Police officers utilize digital tools that create routes and evaluate their efficiency. Leigh et al. (2017) offered a framework that can address one of the common gaps in the patrol route algorithms. This imperfection is associated with the limited effectiveness of many current routing methods for multiple patrols. In many cases, patrol routes are developed for one police officer, but these strategies are rather inefficient due to the use of a considerable number of resources. Leigh et al. (2017) claim that their algorithms can satisfy the need for the development of routes for many patrols. Combinations of different methods are also utilized, which is instrumental in identifying the most appropriate models in particular settings.
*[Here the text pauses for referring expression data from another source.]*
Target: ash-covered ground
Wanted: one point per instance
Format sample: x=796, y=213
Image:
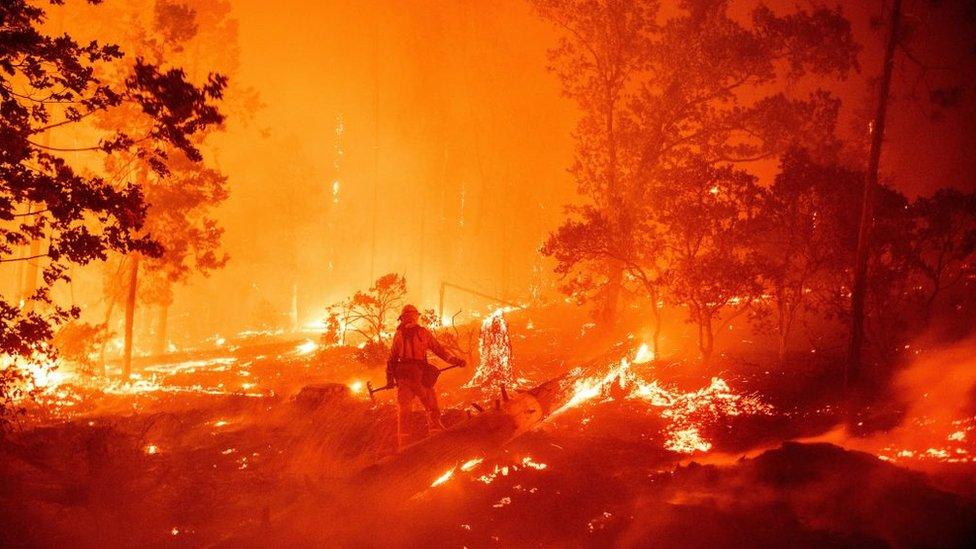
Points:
x=222, y=448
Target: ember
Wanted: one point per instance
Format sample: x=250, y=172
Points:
x=527, y=273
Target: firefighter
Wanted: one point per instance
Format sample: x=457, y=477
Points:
x=408, y=370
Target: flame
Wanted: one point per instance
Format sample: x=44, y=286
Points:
x=443, y=478
x=306, y=347
x=686, y=411
x=644, y=354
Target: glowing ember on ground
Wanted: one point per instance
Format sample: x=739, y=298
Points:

One of the distinctive features of modern routing strategies is the focus on collaboration. This aspect is ingrained in the existing models that are computer-based (Sampaio et al., 2017). Various technological tools (mobile devices facilitating communication and tracking) have become instrumental in creating effective patrol routes. Collaboration among machines, humans, as well as interactions between humans and machines, is becoming more effective due to the utilization of numerous tools. Police officers can share data in a timely manner, which helps in shaping routes in the real-time setting, which is specifically critical in emergency response cases. This aspect has gained momentum recently as it is critical in making decisions immediately and use resources efficiently.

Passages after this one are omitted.